Much of Northern California should get a front-row seat to a celestial show Sunday night — one that should peak only minutes after sunset.
A total lunar eclipse — an event where the Earth casts its shadow on the moon — will grace the skies over the West Coast on Sunday in the hours immediately following sunset, causing the moon to turn a haunting shade of red for an hour and a half.
Clouds may obscure the show for some parts of the Bay Area — particularly those areas along the coast, including San Francisco, according to the National Weather Service. But the skies should open up a little farther inland, offering a prime chance to catch the first of only two total lunar eclipses this year.
“If you can find a spot where you can see the moon as its rising near the horizon, you should have a pretty good view,” said Gerald McKeegan, an astronomer at the Chabot Space & Science Center in Oakland. “And of course, as it gets higher in the sky, and the sky gets darker, it’ll get even better.
Here’s a primer on what to expect Sunday night.
WHAT IS A LUNAR ECLIPSE?
Total lunar eclipses are celestial events where the Earth moves between the sun and the moon — aligning just right for the Earth to cast its shadow on its largest satellite, covering it completely. During such eclipses, the lunar surface turns an eerie shade of red, a sight often referred to as a “Blood Moon.”
The moon’s rosy glow has to do with the varying wavelengths of light as it travels from the sun through Earth’s atmosphere, according to NASA. Similar mechanisms are at play during sunrises and sunsets every day on Earth. And the more dust or clouds in the Earth’s atmosphere, the redder the moon will appear, the space agency said.
“Sunlight is being refracted through the atmosphere of the Earth. And you basically get a red sunset all the way around the circumference of the Earth, as seen from the moon,” McKeegan said.
Of note, this lunar eclipse will be happening during a so-called “Super Moon.” That’s when the moon is at its closest point to the Earth — otherwise known as its perigee — making it appear 14% larger in the night sky.
WHEN WILL IT HAPPEN?
In the United States, only people along the East Coast and in parts of the Midwest will be able to see the entire lunar eclipse.
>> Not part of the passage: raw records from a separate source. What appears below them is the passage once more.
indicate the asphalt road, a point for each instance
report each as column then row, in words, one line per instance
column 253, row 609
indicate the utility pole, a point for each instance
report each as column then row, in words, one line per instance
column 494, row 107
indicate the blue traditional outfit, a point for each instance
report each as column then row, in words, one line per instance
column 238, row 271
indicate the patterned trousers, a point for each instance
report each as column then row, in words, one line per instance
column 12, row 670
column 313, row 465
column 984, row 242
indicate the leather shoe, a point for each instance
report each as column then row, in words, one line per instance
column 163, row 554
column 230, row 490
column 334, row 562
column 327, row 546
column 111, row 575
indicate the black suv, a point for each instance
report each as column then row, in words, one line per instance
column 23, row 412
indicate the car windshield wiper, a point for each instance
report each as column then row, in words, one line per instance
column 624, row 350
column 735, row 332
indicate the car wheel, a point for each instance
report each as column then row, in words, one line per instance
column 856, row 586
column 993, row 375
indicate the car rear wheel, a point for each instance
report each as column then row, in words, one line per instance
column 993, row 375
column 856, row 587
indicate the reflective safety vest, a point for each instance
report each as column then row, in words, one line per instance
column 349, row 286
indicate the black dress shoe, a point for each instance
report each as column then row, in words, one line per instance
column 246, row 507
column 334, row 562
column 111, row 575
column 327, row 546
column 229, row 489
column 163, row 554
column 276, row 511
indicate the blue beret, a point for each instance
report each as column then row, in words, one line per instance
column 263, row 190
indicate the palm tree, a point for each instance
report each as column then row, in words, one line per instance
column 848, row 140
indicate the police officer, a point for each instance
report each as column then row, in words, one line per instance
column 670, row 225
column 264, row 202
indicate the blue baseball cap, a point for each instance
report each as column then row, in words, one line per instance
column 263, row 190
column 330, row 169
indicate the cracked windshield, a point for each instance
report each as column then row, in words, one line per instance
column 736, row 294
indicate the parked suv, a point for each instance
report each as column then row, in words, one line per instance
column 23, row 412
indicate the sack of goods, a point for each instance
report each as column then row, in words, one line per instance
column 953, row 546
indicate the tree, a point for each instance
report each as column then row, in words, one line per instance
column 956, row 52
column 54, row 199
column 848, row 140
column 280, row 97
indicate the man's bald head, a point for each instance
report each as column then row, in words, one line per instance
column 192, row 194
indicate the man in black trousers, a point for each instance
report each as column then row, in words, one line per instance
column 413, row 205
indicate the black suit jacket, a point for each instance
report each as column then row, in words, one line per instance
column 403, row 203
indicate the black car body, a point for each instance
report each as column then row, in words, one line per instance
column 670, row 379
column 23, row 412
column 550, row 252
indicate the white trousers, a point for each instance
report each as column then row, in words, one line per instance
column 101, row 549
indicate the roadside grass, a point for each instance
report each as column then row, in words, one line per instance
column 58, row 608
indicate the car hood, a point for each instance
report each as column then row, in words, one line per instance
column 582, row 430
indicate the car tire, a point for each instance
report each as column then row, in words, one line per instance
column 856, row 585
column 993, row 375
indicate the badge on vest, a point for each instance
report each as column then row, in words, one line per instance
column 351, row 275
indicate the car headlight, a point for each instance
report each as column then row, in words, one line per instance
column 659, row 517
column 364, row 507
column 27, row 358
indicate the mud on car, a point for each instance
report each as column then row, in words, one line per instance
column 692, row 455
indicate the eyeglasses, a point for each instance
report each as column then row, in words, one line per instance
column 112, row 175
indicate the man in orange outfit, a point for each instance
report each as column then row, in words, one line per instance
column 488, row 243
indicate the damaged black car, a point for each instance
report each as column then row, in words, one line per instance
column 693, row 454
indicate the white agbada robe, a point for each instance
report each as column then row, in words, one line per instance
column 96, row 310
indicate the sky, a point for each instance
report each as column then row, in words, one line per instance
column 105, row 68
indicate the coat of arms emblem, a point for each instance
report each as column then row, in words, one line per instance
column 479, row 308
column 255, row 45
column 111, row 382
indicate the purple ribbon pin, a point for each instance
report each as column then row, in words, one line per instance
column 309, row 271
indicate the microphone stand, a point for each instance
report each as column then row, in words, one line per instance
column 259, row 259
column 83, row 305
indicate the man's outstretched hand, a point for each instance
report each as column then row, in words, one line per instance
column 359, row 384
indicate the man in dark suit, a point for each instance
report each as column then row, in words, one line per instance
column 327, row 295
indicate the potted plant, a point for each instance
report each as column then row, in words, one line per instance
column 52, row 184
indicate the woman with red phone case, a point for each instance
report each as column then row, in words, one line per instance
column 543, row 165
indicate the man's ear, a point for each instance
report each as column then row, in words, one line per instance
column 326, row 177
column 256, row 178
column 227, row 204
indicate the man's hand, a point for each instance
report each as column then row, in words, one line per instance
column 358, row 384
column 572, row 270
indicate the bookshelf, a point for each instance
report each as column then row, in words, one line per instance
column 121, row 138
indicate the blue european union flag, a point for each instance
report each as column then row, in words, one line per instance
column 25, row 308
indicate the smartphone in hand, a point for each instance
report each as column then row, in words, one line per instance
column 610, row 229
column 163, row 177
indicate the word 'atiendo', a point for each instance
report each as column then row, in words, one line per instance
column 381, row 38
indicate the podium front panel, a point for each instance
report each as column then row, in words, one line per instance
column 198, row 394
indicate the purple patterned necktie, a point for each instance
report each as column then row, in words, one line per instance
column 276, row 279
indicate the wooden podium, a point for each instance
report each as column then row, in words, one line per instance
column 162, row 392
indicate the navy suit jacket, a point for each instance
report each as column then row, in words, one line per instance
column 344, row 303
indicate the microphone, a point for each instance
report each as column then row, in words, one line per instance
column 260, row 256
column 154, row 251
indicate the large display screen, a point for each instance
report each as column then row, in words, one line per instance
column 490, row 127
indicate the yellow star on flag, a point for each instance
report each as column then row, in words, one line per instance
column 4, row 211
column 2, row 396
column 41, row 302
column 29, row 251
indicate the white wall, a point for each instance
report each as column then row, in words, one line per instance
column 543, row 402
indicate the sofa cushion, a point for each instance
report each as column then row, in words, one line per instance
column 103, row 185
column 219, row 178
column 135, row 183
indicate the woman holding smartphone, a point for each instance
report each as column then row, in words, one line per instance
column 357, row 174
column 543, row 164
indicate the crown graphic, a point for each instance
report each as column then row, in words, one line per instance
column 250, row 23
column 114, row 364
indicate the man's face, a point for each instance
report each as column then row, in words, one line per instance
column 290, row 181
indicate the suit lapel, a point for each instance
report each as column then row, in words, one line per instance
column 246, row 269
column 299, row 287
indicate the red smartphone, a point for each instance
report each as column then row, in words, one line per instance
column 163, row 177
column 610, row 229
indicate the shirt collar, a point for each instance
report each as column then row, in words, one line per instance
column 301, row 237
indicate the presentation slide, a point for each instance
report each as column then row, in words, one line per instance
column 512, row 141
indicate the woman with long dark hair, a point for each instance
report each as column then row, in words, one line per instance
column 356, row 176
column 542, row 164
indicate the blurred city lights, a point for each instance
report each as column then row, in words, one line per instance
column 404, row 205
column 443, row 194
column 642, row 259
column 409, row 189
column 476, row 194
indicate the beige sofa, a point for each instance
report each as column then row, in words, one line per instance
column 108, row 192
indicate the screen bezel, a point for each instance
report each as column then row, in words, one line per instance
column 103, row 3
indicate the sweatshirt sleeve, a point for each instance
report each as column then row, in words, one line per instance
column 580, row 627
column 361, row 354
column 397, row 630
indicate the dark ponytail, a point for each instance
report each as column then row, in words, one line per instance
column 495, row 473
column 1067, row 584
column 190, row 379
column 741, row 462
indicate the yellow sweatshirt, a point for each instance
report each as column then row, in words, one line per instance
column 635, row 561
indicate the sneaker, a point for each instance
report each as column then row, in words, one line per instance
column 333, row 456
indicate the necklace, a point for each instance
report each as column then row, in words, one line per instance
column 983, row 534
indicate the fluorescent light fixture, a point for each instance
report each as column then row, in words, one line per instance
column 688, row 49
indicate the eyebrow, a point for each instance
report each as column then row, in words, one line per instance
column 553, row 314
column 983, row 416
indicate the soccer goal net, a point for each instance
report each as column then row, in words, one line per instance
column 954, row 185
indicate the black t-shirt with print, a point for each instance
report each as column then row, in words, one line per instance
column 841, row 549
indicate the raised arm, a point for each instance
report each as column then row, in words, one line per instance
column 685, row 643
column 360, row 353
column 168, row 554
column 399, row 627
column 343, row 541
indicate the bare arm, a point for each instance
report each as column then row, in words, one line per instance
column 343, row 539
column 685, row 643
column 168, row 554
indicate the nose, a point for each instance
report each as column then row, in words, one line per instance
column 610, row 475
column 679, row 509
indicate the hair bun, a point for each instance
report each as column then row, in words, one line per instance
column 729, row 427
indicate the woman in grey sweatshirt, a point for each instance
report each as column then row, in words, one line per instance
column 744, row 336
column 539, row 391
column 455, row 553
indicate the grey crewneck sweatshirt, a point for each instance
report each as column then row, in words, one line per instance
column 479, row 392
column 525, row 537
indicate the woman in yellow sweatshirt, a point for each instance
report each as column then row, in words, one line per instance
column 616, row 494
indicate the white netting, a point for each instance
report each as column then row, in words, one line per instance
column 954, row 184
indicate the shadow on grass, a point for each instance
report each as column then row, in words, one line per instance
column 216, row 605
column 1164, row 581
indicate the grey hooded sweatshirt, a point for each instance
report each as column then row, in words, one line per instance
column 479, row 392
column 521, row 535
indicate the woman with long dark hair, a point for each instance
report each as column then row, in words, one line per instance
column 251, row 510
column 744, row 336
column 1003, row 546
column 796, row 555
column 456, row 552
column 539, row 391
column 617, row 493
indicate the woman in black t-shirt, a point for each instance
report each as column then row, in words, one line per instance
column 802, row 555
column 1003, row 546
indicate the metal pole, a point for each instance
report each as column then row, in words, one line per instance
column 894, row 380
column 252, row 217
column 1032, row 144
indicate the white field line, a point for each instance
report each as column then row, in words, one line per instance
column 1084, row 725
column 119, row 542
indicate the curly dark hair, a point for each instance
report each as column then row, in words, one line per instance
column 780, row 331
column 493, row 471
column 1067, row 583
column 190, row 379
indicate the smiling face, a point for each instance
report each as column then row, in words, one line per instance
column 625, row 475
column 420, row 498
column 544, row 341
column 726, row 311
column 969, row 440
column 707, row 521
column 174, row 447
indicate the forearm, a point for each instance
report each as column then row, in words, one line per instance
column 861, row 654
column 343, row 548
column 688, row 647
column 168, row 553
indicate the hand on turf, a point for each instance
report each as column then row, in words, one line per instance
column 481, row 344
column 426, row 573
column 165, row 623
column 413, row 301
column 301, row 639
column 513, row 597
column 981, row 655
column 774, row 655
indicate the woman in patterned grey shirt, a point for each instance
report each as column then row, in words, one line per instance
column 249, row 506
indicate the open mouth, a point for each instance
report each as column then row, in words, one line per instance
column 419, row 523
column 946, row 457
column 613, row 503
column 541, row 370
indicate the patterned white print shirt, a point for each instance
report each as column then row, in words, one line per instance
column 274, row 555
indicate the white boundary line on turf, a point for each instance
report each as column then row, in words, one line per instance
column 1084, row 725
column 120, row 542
That’s because the eclipse will begin at 6:32 p.m. Pacific Daylight Time — long before the moon even rises over the West Coast.
But the timing should still work out perfectly for observers in Northern California.
The moon is scheduled to rise in the Bay Area at 8:05 p.m., at which point it will already be almost completely shrouded by the Earth. Sunset is expected to follow just a few minutes later at 8:12 p.m.
“It’s going to look very different than you’re used to seeing the moon when it rises,” McKeegan said.
Totality — the point in which the moon is entirely darkened by the Earth’s shadow — will begin at 8:29 p.m., according to NASA. The moon will reach its darkest point at 9:11 p.m., though totality will continue until 9:53 p.m. After that, the moon will gradually continue to brighten as it emerges from behind the planet.
A partial eclipse — where the moon is entirely in the Earth’s prenumbra, or outer shadow — will continue until 10:55 p.m.
And the moon will return to its normal luminous self about an hour later at 11:50 p.m., when it emerges from the Earth’s prenumbra, according to NASA.
HOW DO I VIEW IT?
Simply look to the east around sunset for the moon to rise in the constellation Libra.
Tonight’s full moon will turn red for those in the lunar eclipse viewing area!
In a total lunar eclipse, the entire Moon falls within the darkest part of Earth’s shadow, called the umbra. When the Moon is within the umbra, it turns a reddish hue.https://t.co/NhV6jKXUQi pic.twitter.com/sc11p4mkGu
— NASA Moon (@NASAMoon) May 15, 2022
Unlike a solar eclipse — where the moon moves between the Earth and the sun, casting a shadow on the planet — no special glasses are needed to enjoy the show. And unlike meteor showers, lunar eclipses aren’t significantly dulled by the constant din of city lights.
WILL THE WEATHER COOPERATE?
Not for everyone, unfortunately.
People living in San Francisco, Oakland and along the coast will likely have to contend with cloudy skies during the eclipse, said Roger Gass, a National Weather Service meteorologist.
But conditions should improve farther inland, including in San Jose, Livermore or Concord, he said. Residents can also try getting above 1,500 feet in elevation to get a look at the eclipse from above the clouds.
“It’s really going to depend on your exact location,” Gass said. “Unless you’re on the immediate coastline, I think you’ll have a pretty decent view.”
WHAT IF I MISS THIS ECLIPSE?
Lunar eclipses typically happen two or three times a year. And you won’t have to wait long for another chance to view the next one.
The next such eclipse is expected to happen late on Nov. 7 and early on Nov. 8, when a total lunar eclipse will grace the skies over Asia, Australia, the Pacific Ocean and North and South America.
The West Coast should have a particularly prime opportunity to view that event, with the entire lunar eclipse expected to appear in view over California, Oregon, Washington, Nevada and Idaho, according to NASA.